If you are a frequent researcher of courthouses or digitized court records you might have seen some oops! What I mean by oops, are records in a ledger designated for a specific topic but has a page or pages that has nothing to do with the book’s title.
For instance, this past week I am looking for any document that puts a Simon Bailey McElroy in Paulding County. The goal is to prove he is the son of a John McElroy. I was researching on FamilySearch.org and looking at marriage books. Often, the roll will have more than one digitized microfilm book on the roll. So I set it to grid view and then shrink it all the way down so I can see if other books show up. As I started to do this, I saw several pages that stood out as ‘different.’
When you do enough research, you see patterns inside these old ledgers and when something looks off, it catches your attention. When I zoomed in, I saw numerous pages that do not contain marriage information but County Treasury reports. Since I live within a 20-minute drive of the courthouse and because I can scan a real book quicker than I can the online microfilm, I drove to the courthouse. About 20 pages of Paulding County Marriage Book 1 contain lists of money coming into the county and money going out in 1840. While I did not find my Simon Bailey McElroy, I find it interesting that this type of error occurred and it leaves me baffled as to how it could have happened unless their treasurer ledger was missing and this was the easiest book to grab.

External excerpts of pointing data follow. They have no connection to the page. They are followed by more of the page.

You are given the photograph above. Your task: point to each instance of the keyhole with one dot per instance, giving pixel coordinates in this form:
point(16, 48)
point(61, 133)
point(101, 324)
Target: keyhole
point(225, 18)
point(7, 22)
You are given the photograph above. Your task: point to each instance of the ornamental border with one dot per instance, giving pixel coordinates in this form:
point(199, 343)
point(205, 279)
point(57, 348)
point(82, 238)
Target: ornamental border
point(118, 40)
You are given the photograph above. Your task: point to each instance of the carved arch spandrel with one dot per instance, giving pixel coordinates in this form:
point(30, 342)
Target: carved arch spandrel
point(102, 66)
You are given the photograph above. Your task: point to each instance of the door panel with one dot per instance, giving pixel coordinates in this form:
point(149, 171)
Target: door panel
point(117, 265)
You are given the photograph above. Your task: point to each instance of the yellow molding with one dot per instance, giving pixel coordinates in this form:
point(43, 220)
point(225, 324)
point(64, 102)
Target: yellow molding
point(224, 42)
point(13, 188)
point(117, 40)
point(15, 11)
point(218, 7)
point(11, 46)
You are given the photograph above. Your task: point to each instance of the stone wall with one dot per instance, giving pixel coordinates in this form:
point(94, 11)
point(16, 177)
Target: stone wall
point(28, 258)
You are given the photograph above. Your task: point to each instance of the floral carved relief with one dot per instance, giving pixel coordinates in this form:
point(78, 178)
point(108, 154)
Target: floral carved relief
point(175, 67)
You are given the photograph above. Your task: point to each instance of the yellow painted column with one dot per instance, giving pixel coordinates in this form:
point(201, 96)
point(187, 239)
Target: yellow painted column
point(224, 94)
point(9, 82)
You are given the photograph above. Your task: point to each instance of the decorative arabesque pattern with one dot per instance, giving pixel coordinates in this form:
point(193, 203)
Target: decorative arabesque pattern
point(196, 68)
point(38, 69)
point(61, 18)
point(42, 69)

This was not the first time I have seen this. Though rare, it has occurred and is one reason I often open a FamilySearch.org roll and do the same to see if there are any anomalies that might reveal the information I want in a place that is not indexed and where you would not expect to find it. Had this error been in the book’s latter half, I might not have seen it. I don’t spend a lot of time looking for these occurrences but they are fun to look at and I think some should be indexed and annotated in published index books.